Article Preview
TopIntroduction
Vertical standards are specifications that focus on industry-specific product and service descriptions, data structures, definitions, and formats, and that formalize and codify business processes for participating organizations (Markus et al., 2003). Researchers have begun to acknowledge their uniqueness and to integrate various applicable research streams to the study of their development, adoption, diffusion, assimilation, and value across industries. Vertical standards are often implemented via the eXtensible Markup Language (XML), play a critical role in inter-organizational data-sharing (Hills, 2000; Lim & Wen, 2002), and are expected to yield more influence than any previous inter-organizational system (Wareham et al. 2005). The emerging body of literature focusing on vertical standards uses concepts of classical diffusion of innovations theory (DoI; Rogers, 1983), augmented with ideas from various other theoretical streams. DoI theory focuses on relatively simple technologies subject to voluntary binary adoption by individual users. However, vertical standards are complex technologies with an organizational adoption locus and subject to inter-organizational dependence (Fichman, 1992; Lyytinen & Damsgaard, 2001). Understanding the nature of the assimilation process for vertical standards requires the consideration of industry-level effects, along with factors shown to predict organizational adoption and diffusion of technology-based innovations.
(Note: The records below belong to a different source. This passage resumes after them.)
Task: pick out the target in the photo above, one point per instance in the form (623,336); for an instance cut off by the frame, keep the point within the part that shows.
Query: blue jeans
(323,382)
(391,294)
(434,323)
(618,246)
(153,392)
Our research adds to our understanding of the vertical standards assimilation phenomenon by proposing and evaluating a two-level model of organizational assimilation based on both firm- and community-level effects. The model uses the three firm-level DoI concepts most consistently found to be significant in predicting technological adoption and diffusion (Premkumar et al., 1997; Tornatzky & Klein, 1982). At the community level, assimilation of complex networked technologies has been shown to be subject to network externalities (Wigand et al., 2005), which help technologies achieve the point of critical mass (Markus, 1987) at which a dominant platform emerges in a market. Network externalities have been shown to affect technology assimilation in various industries (Au & Kauffman, 2001; Kauffman et al., 2000). Thus, our model uses the concept of network externalities to develop the two community-level constructs labeled orphaning risk and standard legitimation.
To our knowledge, this is the first large-scale empirical study of organizational assimilation of vertical standards. The study was conducted with the ongoing collaboration of OASIS, a leading cross-industry standards-development organization (SDO), and of ACORD, the principal SDO for the insurance and financial services industries. Additionally, it is the first attempt to operationalize and measure the concepts of technology orphaning risk and standard legitimation as they relate to information technology (IT) assimilation. As previous research suggests, the changes with greatest longevity and impact will not be those inherent to the technology itself, but the behavioral changes the technology enables on a mass scale (Evans & Wurster, 1997). Understanding the factors that motivate the adoption and diffusion of vertical standards is critical to the understanding of any likely structural changes across industries.